Criticism of Aquino's plan came from both sides. Landowners thought that it
went too far, and peasant organizations complained that the program did not
go far enough and that by leaving the details to a landlord-dominated
Congress, the program was doomed to failure. A World Bank mission was quite
critical of a draft of the land reform program. In its report, the mission
suggested that in order to limit efforts to subvert the process, the
Comprehensive Agrarian Reform Program needed to be carried out swiftly
rather than in stages, and land prices should be determined using a
mechanical formula rather than subjective valuation. The World Bank mission
also was critical of a provision allowing incorporated farm entities to
distribute stock to tenants and workers rather than the land itself. The
scheme would be attractive, the mission argued, "to those landowners who
believed that they would not have to live up to the agreement to transfer
the land to the beneficiaries." The mission's recommendations were largely
ignored in the final version of the government's program.

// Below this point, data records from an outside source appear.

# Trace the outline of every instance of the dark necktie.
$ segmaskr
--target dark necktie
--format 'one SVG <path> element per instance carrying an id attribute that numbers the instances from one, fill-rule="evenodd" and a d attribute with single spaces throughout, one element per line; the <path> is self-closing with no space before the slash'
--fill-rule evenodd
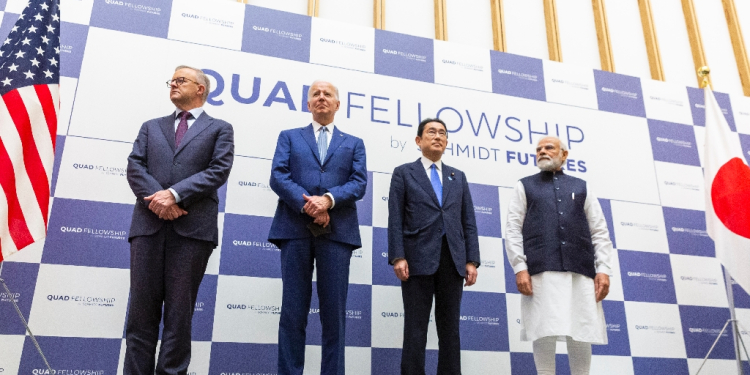
<path id="1" fill-rule="evenodd" d="M 438 176 L 437 165 L 433 164 L 430 166 L 432 172 L 430 173 L 430 182 L 432 182 L 432 190 L 435 190 L 435 195 L 438 196 L 438 203 L 443 206 L 443 184 L 440 183 L 440 176 Z"/>
<path id="2" fill-rule="evenodd" d="M 174 147 L 180 147 L 180 141 L 182 141 L 182 137 L 185 136 L 185 133 L 187 133 L 187 119 L 190 117 L 190 112 L 183 111 L 180 112 L 180 123 L 177 125 L 177 131 L 174 133 Z"/>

On June 10, 1988, a year after the proclamation, Congress passed the
Comprehensive Agrarian Reform Law. Landowners were allowed to retain up to
five hectares plus three hectares for each heir at least fifteen years of
age. The program was to be implemented in phases. The amount of land that
could be retained was to be gradually decreased, and a non-land-transfer,
profit-sharing program could be used as an alternative to actual land
transfer.
Especially controversial was the provision that allowed large landowners to
transfer a portion of the respective corporation's total assets equivalent
in value to that of its land assets, in lieu of the land being subdivided
and distributed to tenants and farm laborers. In May 1989, the 7,000 tenants
of the Aquino family estate, Hacienda Luisita, agreed to take a 33 percent
share of the hacienda's corporate stock rather than a portion of the land
itself. Because the remaining two-thirds of the stock (the value of non-land
corporate assets) remained with Aquino's family, effective control of the
land did not pass to the tillers. Proponents of land reform considered the
stock-ownership provision a loophole in the law, and one that many large
landowners would probably use. Following the example of the Hacienda Luisita,
thirty-four agrocorporations had requested approval for a stock transfer as
of mid-1990. Although legal, the action of the president's family raised
questions as to the president's commitment to land reform.

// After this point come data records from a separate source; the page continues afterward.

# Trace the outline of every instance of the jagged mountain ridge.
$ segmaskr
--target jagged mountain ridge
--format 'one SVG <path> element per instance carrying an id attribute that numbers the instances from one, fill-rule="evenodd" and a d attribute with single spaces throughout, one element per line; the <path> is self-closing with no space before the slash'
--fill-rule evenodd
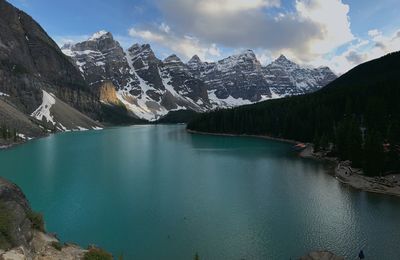
<path id="1" fill-rule="evenodd" d="M 201 105 L 208 100 L 203 83 L 179 69 L 180 60 L 157 59 L 149 45 L 135 44 L 124 52 L 110 33 L 101 31 L 62 49 L 92 89 L 101 92 L 106 84 L 113 84 L 117 100 L 103 98 L 103 103 L 123 104 L 132 116 L 151 121 L 174 110 L 205 111 Z"/>
<path id="2" fill-rule="evenodd" d="M 0 0 L 0 93 L 0 124 L 21 136 L 100 127 L 93 120 L 101 117 L 98 97 L 80 72 L 32 17 L 5 0 Z M 39 113 L 44 103 L 46 116 Z"/>
<path id="3" fill-rule="evenodd" d="M 195 55 L 184 63 L 174 54 L 160 60 L 149 44 L 124 51 L 106 31 L 62 50 L 92 88 L 112 82 L 118 102 L 150 121 L 170 111 L 204 112 L 305 94 L 336 78 L 327 67 L 303 68 L 284 56 L 264 67 L 251 50 L 217 62 L 203 62 Z"/>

It is difficult to estimate the cost allowing for inflation of the
Comprehensive Agrarian Reform Program. Early on, in 1988 estimates ranged
between P170 billion and P220 billion; the following year they were as high
as P332 billion, of which P83 billion was for land acquisition and P248
billion for support services and infrastructure. The lowest mentioned figure
averages to P17 billion a year, 2.1 percent of 1988 GNP in the Philippines
and 8.9 percent of government expenditure that year. The sum was well beyond
the capacity of the country, unless tax revenues were increased
substantially and expenditure priorities reordered. To circumvent this
difficulty, the Aquino government planned to obtain 50 to 60 percent of the
funding requirements from foreign aid. As of 1990, however, success had been
minimal.
Government claims that in the first three years of implementation the
Comprehensive Agrarian Reform Program met with considerable success were
open to question. Between July 1987 and March 1990, 430,730 hectares were
distributed. About 80 percent of this, however, was from the continuation of
the Marcos land reform program. Distribution of privately owned lands other
than land growing rice and corn, 3,470 hectares, was insignificant not only
in absolute terms, but it was also only 2 percent of what had been targeted.

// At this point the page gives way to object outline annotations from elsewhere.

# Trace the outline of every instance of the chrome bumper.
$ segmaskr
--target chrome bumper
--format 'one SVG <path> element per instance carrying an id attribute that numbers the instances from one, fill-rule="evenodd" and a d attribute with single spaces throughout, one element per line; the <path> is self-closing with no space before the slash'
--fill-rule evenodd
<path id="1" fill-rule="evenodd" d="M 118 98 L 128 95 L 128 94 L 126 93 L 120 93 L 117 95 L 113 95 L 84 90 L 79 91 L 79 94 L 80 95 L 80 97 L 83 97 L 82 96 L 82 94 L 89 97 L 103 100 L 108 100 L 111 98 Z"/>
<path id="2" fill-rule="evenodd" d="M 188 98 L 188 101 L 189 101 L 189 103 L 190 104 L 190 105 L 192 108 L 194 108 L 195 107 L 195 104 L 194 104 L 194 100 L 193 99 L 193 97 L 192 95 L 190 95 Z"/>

The inability of the Department of Agrarian Reform to spend its budget also
indicated implementation difficulties. As of June 1990, the department had
utilized only 44 percent of the P14.2 billion allocated to it for the period
January 1988-June 1990. In part because of Supreme Court rulings, the
Department of Agrarian Reform cut its land acquisition target in late 1990
by almost half from 400,000 hectares to 250,000 hectares.